Yes, well, my little boat has been kind of marooned for a while. But I am slowly learning to row again.
I have not been short of ideas since last post, dear Readers, just desperately short of carry-through, short of ideas with legs. What good is an idea without legs?
In need of remedy for artist’s block, I decided to go delving into my venerable stash of projects begun and abandoned, of ideas that charmed at the time but never made it off the drawing board. All to see if any past diversions could possibly make it to the execution stage. Here, we are talking projects from years ago, and from way before the eco dye magic put its spell on me. But I am still entranced with plants. So I hauled out of mothballs a collections of sketchbooks I had worked up some time ago when exploring my theme of disappearing seed diversity ( I am a maniac gardener and seed collector and these passions fuel my art)

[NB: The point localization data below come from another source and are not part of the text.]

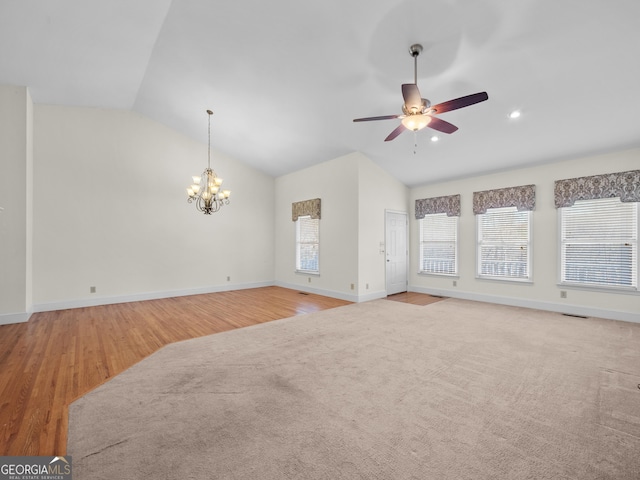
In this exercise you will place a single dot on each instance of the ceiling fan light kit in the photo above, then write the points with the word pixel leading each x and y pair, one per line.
pixel 417 112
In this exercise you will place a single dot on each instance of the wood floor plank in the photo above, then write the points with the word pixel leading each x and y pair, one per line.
pixel 58 356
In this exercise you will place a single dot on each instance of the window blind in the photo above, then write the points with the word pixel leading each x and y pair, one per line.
pixel 504 244
pixel 599 243
pixel 438 244
pixel 307 244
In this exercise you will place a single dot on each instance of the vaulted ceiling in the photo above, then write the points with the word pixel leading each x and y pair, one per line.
pixel 285 78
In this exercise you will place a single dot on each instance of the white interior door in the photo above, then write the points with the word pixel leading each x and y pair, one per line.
pixel 396 251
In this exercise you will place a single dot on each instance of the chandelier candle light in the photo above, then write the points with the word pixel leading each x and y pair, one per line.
pixel 206 190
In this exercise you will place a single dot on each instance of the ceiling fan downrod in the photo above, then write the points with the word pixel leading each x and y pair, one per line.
pixel 415 50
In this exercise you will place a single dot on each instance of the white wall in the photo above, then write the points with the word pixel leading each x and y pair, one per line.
pixel 335 182
pixel 16 177
pixel 355 193
pixel 378 192
pixel 544 293
pixel 111 212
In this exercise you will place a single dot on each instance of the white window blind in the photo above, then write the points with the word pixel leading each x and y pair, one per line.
pixel 599 243
pixel 504 244
pixel 307 244
pixel 439 244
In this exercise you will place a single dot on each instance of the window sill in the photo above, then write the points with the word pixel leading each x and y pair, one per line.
pixel 432 274
pixel 308 272
pixel 526 281
pixel 600 288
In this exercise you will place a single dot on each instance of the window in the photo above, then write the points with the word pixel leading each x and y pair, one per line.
pixel 504 244
pixel 307 243
pixel 439 244
pixel 599 243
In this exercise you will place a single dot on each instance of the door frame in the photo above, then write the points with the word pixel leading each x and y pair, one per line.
pixel 386 241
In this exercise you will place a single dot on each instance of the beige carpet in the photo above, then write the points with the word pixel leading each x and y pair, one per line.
pixel 377 390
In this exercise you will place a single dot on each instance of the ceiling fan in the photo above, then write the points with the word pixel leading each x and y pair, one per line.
pixel 417 112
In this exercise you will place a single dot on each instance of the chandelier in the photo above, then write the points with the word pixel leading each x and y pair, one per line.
pixel 206 191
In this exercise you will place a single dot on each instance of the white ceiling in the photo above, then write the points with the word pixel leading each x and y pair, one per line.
pixel 285 78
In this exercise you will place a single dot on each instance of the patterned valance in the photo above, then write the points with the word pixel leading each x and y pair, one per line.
pixel 428 206
pixel 523 198
pixel 306 207
pixel 625 185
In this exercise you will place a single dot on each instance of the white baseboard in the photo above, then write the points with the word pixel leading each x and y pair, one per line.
pixel 526 303
pixel 9 318
pixel 93 302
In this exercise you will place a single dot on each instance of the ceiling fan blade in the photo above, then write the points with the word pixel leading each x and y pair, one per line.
pixel 460 102
pixel 441 125
pixel 399 129
pixel 411 95
pixel 368 119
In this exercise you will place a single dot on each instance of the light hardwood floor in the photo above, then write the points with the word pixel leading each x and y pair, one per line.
pixel 56 357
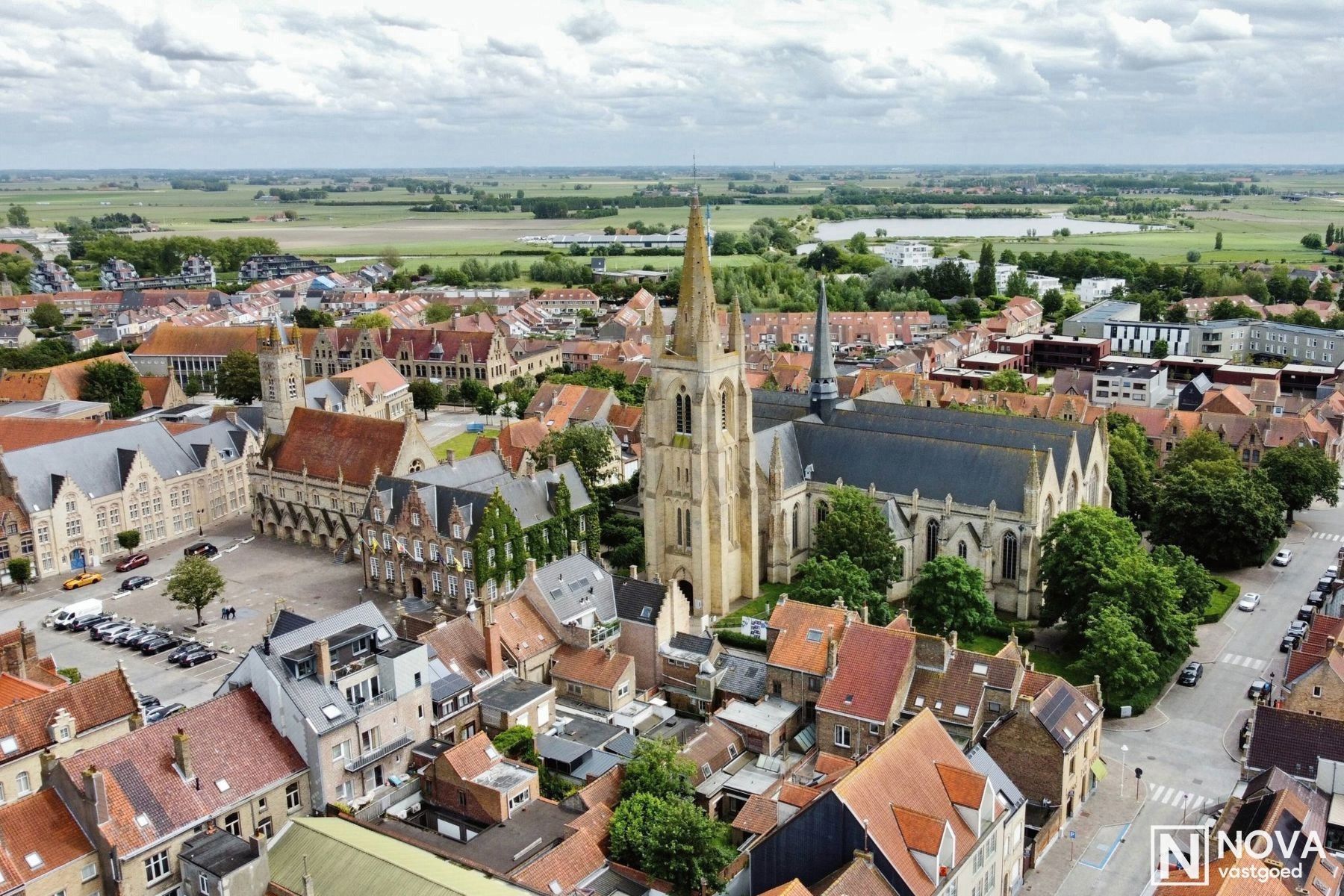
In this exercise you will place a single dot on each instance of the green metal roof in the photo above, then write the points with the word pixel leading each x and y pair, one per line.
pixel 349 860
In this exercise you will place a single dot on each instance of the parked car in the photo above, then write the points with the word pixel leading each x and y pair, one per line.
pixel 196 657
pixel 159 645
pixel 1191 675
pixel 161 712
pixel 65 615
pixel 87 620
pixel 134 561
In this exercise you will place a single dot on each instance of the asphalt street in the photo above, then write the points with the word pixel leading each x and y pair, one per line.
pixel 1189 744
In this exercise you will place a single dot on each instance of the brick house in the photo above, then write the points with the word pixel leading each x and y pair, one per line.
pixel 862 699
pixel 473 781
pixel 1050 743
pixel 143 795
pixel 38 731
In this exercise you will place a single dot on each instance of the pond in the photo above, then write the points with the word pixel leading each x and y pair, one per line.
pixel 906 227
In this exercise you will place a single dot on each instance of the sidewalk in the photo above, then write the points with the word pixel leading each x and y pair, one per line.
pixel 1074 865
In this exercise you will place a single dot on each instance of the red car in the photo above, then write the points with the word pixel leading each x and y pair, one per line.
pixel 134 561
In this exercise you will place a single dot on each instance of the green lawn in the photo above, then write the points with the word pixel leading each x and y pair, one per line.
pixel 461 444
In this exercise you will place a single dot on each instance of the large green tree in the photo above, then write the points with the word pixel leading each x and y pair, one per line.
pixel 1218 514
pixel 117 385
pixel 238 378
pixel 671 840
pixel 194 583
pixel 828 579
pixel 1301 473
pixel 46 314
pixel 589 447
pixel 1075 551
pixel 855 526
pixel 949 595
pixel 658 770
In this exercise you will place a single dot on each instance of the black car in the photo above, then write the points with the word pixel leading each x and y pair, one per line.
pixel 159 714
pixel 196 657
pixel 159 645
pixel 87 622
pixel 1191 675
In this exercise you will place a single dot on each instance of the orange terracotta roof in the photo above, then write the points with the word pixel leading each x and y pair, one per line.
pixel 873 668
pixel 523 632
pixel 591 667
pixel 759 815
pixel 42 825
pixel 806 630
pixel 93 702
pixel 329 445
pixel 230 739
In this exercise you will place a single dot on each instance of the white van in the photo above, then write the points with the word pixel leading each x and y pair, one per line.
pixel 65 615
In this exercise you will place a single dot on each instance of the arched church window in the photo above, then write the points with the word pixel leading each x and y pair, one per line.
pixel 1009 556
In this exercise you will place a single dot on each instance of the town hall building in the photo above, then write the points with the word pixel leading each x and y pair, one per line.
pixel 735 481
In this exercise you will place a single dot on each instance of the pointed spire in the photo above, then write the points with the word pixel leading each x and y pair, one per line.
pixel 697 314
pixel 823 394
pixel 737 341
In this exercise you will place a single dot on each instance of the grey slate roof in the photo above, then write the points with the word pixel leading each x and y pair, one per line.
pixel 742 676
pixel 638 601
pixel 100 461
pixel 309 695
pixel 977 458
pixel 576 586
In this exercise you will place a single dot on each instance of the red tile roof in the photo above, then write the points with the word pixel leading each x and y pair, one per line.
pixel 591 667
pixel 92 703
pixel 42 825
pixel 793 648
pixel 230 739
pixel 873 668
pixel 329 445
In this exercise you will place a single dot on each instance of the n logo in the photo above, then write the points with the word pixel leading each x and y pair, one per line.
pixel 1179 855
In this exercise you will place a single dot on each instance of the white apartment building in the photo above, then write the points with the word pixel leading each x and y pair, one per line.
pixel 909 253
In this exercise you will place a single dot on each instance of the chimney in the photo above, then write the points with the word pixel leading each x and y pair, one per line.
pixel 181 753
pixel 494 650
pixel 96 791
pixel 324 662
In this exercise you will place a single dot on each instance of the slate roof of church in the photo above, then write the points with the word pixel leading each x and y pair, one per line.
pixel 902 448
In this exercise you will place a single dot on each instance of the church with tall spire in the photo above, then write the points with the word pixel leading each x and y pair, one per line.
pixel 734 482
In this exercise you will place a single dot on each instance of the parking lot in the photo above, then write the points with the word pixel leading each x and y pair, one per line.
pixel 261 576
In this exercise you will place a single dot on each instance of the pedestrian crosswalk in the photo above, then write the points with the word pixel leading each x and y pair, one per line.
pixel 1183 800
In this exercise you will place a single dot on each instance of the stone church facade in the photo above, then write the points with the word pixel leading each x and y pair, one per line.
pixel 735 481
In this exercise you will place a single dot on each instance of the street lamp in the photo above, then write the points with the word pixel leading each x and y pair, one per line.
pixel 1122 751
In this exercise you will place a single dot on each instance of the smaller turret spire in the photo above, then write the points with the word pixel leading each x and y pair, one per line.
pixel 823 393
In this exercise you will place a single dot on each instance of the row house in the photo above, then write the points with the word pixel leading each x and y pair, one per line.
pixel 140 477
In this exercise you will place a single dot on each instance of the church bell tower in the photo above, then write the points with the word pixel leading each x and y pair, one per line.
pixel 698 479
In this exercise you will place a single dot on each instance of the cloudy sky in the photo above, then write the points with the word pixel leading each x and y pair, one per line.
pixel 93 84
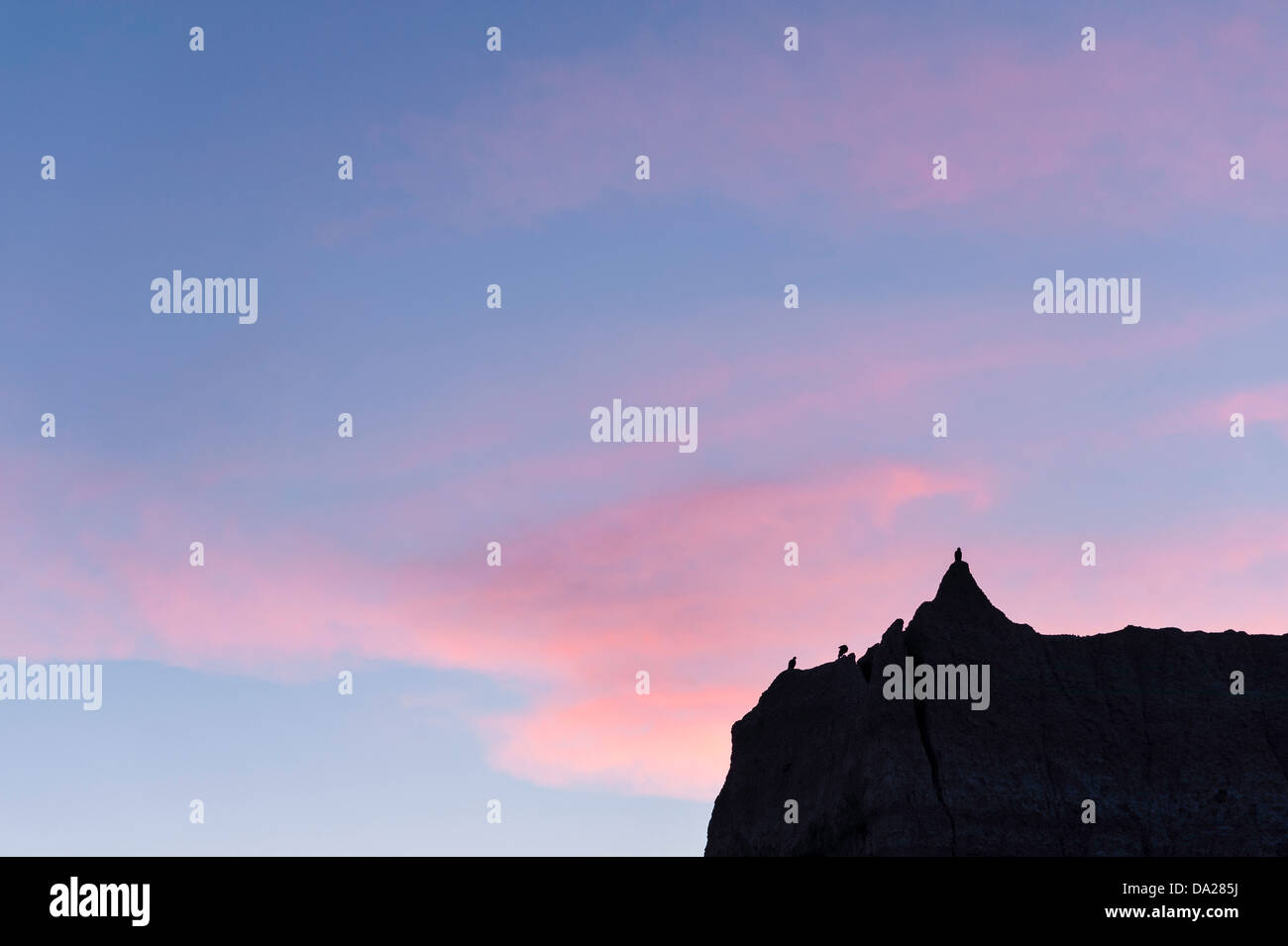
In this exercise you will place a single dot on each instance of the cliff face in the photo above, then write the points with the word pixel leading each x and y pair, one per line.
pixel 1140 721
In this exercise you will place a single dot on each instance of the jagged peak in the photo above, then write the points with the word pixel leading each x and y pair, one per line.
pixel 958 589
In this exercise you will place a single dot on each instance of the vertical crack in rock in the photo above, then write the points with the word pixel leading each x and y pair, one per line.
pixel 919 712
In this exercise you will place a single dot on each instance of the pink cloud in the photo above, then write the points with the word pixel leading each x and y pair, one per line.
pixel 1134 133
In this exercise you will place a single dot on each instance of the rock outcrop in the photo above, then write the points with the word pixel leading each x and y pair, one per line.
pixel 1141 722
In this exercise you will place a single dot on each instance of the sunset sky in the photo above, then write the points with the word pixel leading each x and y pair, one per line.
pixel 472 424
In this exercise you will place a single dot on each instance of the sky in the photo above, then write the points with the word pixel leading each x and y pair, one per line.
pixel 475 683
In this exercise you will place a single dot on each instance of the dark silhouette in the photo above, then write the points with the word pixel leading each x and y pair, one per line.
pixel 1149 725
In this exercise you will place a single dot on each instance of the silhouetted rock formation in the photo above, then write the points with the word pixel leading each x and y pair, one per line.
pixel 1140 721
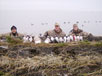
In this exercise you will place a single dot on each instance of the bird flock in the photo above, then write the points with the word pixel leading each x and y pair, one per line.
pixel 50 39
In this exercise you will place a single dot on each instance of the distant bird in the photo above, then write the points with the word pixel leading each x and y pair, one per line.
pixel 47 40
pixel 56 39
pixel 65 39
pixel 37 40
pixel 81 38
pixel 61 40
pixel 71 38
pixel 26 38
pixel 30 39
pixel 32 24
pixel 52 39
pixel 78 38
pixel 77 22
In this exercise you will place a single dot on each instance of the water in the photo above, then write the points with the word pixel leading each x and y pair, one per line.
pixel 35 22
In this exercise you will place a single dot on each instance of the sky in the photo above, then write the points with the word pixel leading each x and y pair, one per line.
pixel 38 16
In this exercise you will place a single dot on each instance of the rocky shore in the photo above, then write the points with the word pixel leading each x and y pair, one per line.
pixel 63 59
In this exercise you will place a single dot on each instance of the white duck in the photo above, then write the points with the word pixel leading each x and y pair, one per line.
pixel 47 40
pixel 68 39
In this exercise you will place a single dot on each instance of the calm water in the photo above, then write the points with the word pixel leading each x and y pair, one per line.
pixel 35 22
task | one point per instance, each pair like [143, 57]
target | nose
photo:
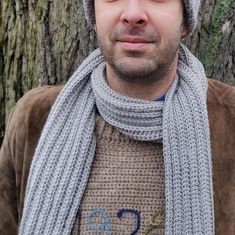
[134, 14]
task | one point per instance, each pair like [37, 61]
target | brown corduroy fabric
[29, 116]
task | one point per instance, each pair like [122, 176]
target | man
[127, 147]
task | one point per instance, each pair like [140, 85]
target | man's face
[139, 38]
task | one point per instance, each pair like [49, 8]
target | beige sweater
[127, 176]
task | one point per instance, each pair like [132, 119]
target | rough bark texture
[43, 42]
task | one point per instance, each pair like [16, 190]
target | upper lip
[134, 39]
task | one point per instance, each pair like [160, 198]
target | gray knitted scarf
[63, 158]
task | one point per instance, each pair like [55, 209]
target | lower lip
[134, 46]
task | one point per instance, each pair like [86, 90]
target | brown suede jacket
[27, 120]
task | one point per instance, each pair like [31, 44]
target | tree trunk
[42, 42]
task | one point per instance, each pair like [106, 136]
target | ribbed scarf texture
[62, 162]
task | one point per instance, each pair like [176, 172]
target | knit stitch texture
[61, 165]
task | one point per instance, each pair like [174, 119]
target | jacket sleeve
[8, 196]
[22, 134]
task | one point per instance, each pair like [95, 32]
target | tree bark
[42, 42]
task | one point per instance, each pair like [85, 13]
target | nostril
[140, 22]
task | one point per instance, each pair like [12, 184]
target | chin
[135, 69]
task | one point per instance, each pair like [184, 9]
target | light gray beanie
[191, 12]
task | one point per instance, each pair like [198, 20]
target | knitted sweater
[125, 192]
[26, 123]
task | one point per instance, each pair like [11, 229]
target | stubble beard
[136, 67]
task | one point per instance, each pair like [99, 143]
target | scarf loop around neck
[61, 165]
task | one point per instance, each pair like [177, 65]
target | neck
[147, 89]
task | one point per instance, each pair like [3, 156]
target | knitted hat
[191, 13]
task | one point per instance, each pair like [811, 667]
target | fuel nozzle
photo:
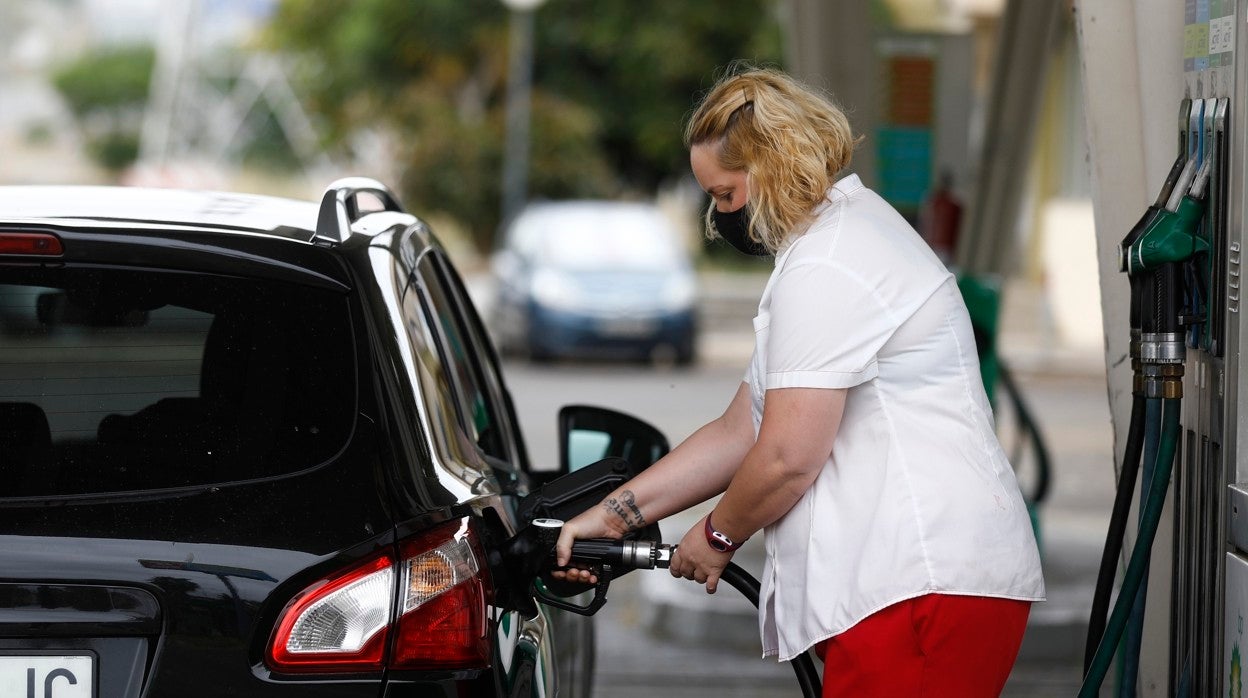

For exhibition, I had completed a suite of work entitled “Bye Bye Beans” based on the idea of a Scarlet Runner Bean as an icon of seed diversity. The working methods I adopted in order to create the work were so different from the dye pot dramas of eco dyeing – where you never knew if the dye pot protagonist would live happily ever after or die a murky death in the end….That difference was highly attractive to me in my “stuckness”. I could plan and it might actually work out. My art would not be in the thrall of dye pan-demonium. For the ” Beans” series, I had carefully explored several ways of presenting the concept, using a variety of printing and textile techniques and recording all slavishly in a series of sketchbooks. No serendipity or Fly By The Seat of Your Pants here! No post-process suprise-delights as in the eco dye pots, but still, as in eco dyeing, an excavation of patterning. So to get a little wind back in my sails, to to speak, after a long time away from serious artmaking, I decided to look up this old love. Here is what I found (tap the image for info)
The sketchbook pages show ideas for pieces in the Beans series that led to the final five or six works that comprised the first “suite” ( I will take pics of the finished works and post next time). So now they are again ideas under review for the next Bye Bye Beans iteration.
Lest you think I have abandoned eco dye work…Here are a few pieces I managed to get done this summer, showing native Coreopsis verticillata with indigo and a tad of sumac here and there ( I am into ” restricted” these days and that can be a good thing). I printed three linen tops that had seen better days, colour-wise.
To finish, a few images of a Spring bookbinding challenge for CBBAG Ottawa Valley: we had to create a binding for a collection of recipe cards. I took the opportunity to learn gelli printing. I used one printing plate (a woven grass place mat) and a restricted palette of acrylics. The recipe cards are housed in wee pouches with flaps.
Next time, I hope to show also some pics of the bookmark project I mentioned in the July post, along with the “Bye Bye Beans” suite (finished) from the series whose concepts I am planning to reprise.
Thank you to all the new readers and hello again to regular followers. I would like to tell you that I was very touched all over again to re-read the consoling comments on my July post from readers old and new.